5.4 Final Award Determinations. At the end of each Plan Year, Final Awards
shall be computed for each Participant as determined by the Committee. Subject
to the terms of Article 8 herein, Final Award amounts may vary above or below
the Target Incentive Award, based on the level of achievement of the
pre-established corporate, divisional, and/or individual performance goals.
5.5 Award Limit. The Committee may establish guidelines governing the
maximum Final Awards that may be earned by Participants (either in the
aggregate, by Employee class, or among individual Participants) in each Plan
Year. The guidelines may be expressed as a percentage of Company-wide goals or
financial measures, or such other measures as the Committee shall from time to
time determine; provided, however, that the maximum payout with respect to a
Final Award payable to any one Participant in connection with performance in any
one Plan Year shall be two million dollars ($2,000,000).

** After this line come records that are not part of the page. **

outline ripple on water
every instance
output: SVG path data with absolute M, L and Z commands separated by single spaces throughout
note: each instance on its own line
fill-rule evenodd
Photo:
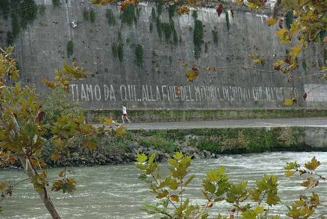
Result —
M 194 174 L 196 176 L 188 186 L 188 193 L 183 199 L 190 198 L 193 204 L 196 203 L 205 204 L 206 201 L 199 190 L 202 183 L 201 178 L 206 177 L 205 171 L 209 172 L 211 168 L 215 170 L 224 166 L 226 168 L 226 173 L 232 182 L 238 183 L 242 180 L 248 180 L 248 188 L 255 185 L 255 180 L 262 179 L 265 173 L 268 176 L 272 174 L 274 176 L 279 175 L 280 185 L 278 195 L 282 202 L 289 203 L 290 200 L 298 199 L 298 194 L 304 188 L 300 185 L 300 183 L 307 177 L 300 178 L 298 176 L 293 176 L 291 178 L 286 178 L 284 176 L 284 167 L 287 162 L 295 160 L 303 166 L 313 156 L 316 156 L 323 167 L 318 170 L 319 173 L 327 176 L 326 152 L 265 152 L 222 155 L 219 159 L 195 160 L 190 169 L 191 174 Z M 161 165 L 161 175 L 165 177 L 165 175 L 168 173 L 165 167 L 169 164 L 164 163 Z M 55 205 L 63 218 L 152 219 L 155 216 L 159 217 L 158 216 L 149 215 L 139 210 L 139 208 L 144 207 L 144 203 L 155 203 L 157 200 L 154 196 L 150 194 L 149 186 L 137 179 L 140 171 L 133 165 L 70 169 L 75 172 L 75 174 L 69 176 L 69 178 L 74 178 L 78 182 L 77 190 L 75 195 L 71 196 L 63 195 L 60 192 L 49 191 Z M 50 169 L 49 178 L 58 178 L 57 174 L 60 170 L 57 168 Z M 2 170 L 0 177 L 2 181 L 15 179 L 16 181 L 26 178 L 21 170 L 17 169 Z M 15 182 L 12 180 L 12 183 Z M 318 186 L 313 190 L 320 195 L 322 188 Z M 324 191 L 320 197 L 321 200 L 326 200 L 327 193 L 325 190 Z M 311 193 L 311 191 L 308 191 L 309 196 Z M 39 200 L 39 197 L 27 181 L 15 186 L 13 197 L 4 200 L 1 204 L 2 210 L 4 211 L 1 213 L 1 218 L 49 218 L 48 212 Z M 220 212 L 222 215 L 227 215 L 229 213 L 228 209 L 231 208 L 230 204 L 225 201 L 221 202 L 219 204 L 214 205 L 212 208 L 213 215 L 217 215 L 218 212 Z M 281 212 L 285 214 L 283 212 L 286 211 L 285 205 L 279 205 L 270 209 L 270 212 L 273 214 Z M 281 216 L 281 217 L 285 217 Z

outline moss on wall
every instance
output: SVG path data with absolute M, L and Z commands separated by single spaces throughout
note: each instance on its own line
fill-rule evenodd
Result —
M 121 110 L 94 110 L 87 111 L 89 122 L 97 123 L 99 116 L 120 119 Z M 134 123 L 182 122 L 251 119 L 283 119 L 327 117 L 323 109 L 233 109 L 233 110 L 134 110 L 128 115 Z

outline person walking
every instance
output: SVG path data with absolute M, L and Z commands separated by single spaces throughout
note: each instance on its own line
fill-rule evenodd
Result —
M 129 121 L 129 120 L 127 118 L 127 113 L 126 112 L 126 107 L 125 106 L 125 105 L 123 104 L 123 115 L 122 115 L 122 120 L 123 120 L 123 123 L 122 124 L 125 124 L 125 122 L 124 122 L 124 117 L 126 118 L 129 123 L 131 123 L 131 121 Z

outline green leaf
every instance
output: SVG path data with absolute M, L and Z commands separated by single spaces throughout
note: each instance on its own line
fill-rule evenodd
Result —
M 142 155 L 137 153 L 137 158 L 135 159 L 140 163 L 143 163 L 148 159 L 148 157 L 147 156 L 147 155 L 144 154 L 144 153 L 143 153 Z
M 278 202 L 281 201 L 281 199 L 277 196 L 277 189 L 269 190 L 267 195 L 267 203 L 271 206 L 272 205 L 277 205 Z
M 28 123 L 25 125 L 24 127 L 24 131 L 26 132 L 28 134 L 28 137 L 33 137 L 35 134 L 38 135 L 39 131 L 37 126 L 34 126 L 31 125 L 30 123 Z
M 90 152 L 91 152 L 92 149 L 97 149 L 97 143 L 96 140 L 88 140 L 87 139 L 85 139 L 83 141 L 83 149 L 87 147 L 88 150 L 90 151 Z
M 156 196 L 157 199 L 162 199 L 162 198 L 165 198 L 168 195 L 169 193 L 166 189 L 165 189 L 162 193 L 158 193 L 158 195 Z
M 180 152 L 177 152 L 175 153 L 176 155 L 174 155 L 174 158 L 176 160 L 181 159 L 183 157 L 183 153 Z
M 171 180 L 172 180 L 171 176 L 169 176 L 169 177 L 166 178 L 166 180 L 165 180 L 164 182 L 161 182 L 160 183 L 160 185 L 159 185 L 158 188 L 159 189 L 159 188 L 164 188 L 165 186 L 167 186 L 169 183 L 170 183 L 170 181 L 171 181 Z
M 177 182 L 176 179 L 174 179 L 171 182 L 170 185 L 169 185 L 169 188 L 172 190 L 176 190 L 178 188 L 178 186 L 179 186 L 179 183 Z
M 289 177 L 292 176 L 295 173 L 296 171 L 291 171 L 290 170 L 288 170 L 287 171 L 285 171 L 285 177 Z
M 189 184 L 189 183 L 190 183 L 191 182 L 191 181 L 192 181 L 192 180 L 193 179 L 193 178 L 195 177 L 195 174 L 193 174 L 192 175 L 191 177 L 190 177 L 190 178 L 188 180 L 188 181 L 186 181 L 186 182 L 185 183 L 185 184 L 184 184 L 184 185 L 185 186 L 187 186 Z

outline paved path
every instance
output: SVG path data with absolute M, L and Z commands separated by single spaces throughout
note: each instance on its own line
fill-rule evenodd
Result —
M 125 124 L 129 130 L 311 126 L 327 127 L 327 117 Z

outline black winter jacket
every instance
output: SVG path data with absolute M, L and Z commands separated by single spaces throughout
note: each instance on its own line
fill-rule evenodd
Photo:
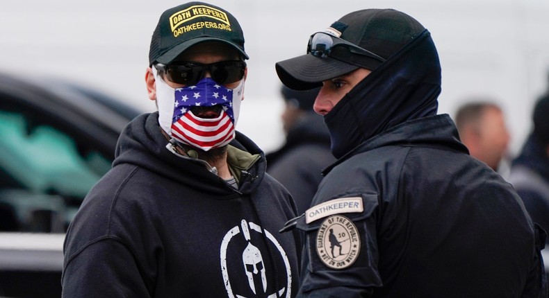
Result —
M 541 237 L 448 115 L 394 126 L 327 173 L 297 221 L 299 297 L 544 297 Z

5.6 Threshold Levels of Performance. The Committee may establish minimum
levels of performance goal achievement, below which no payouts of Final Awards
shall be made to any Participant.
Article 6. Payment of Final Awards
6.1 Form and Timing of Payment. Unless a deferral election is made by a
Participant pursuant to Section 6.2 herein, each Participant's Final Award shall
be paid in cash, in one lump sum, within seventy-five (75) calendar days after
the end of each Plan Year.
6.2 Deferral of Final Award Payouts. The Committee may permit (or require,
if necessary, to preserve full deductibility under Code Section 162(m)) a
Participant to defer such Participant's receipt of the payment of cash that
would otherwise be due pursuant to his or her Final Award. If any such deferral
election is required or permitted, the Committee shall, in its sole discretion,
establish rules and procedures for such payment deferrals.
6.3 Unsecured Interest. No Participant or any other party claiming an
interest in amounts earned under the Plan shall have any interest whatsoever in
any specific asset of the Company. To the extent that any party acquires a right
to receive payments under the Plan, such right shall be equivalent to that of an
unsecured general creditor of the Company.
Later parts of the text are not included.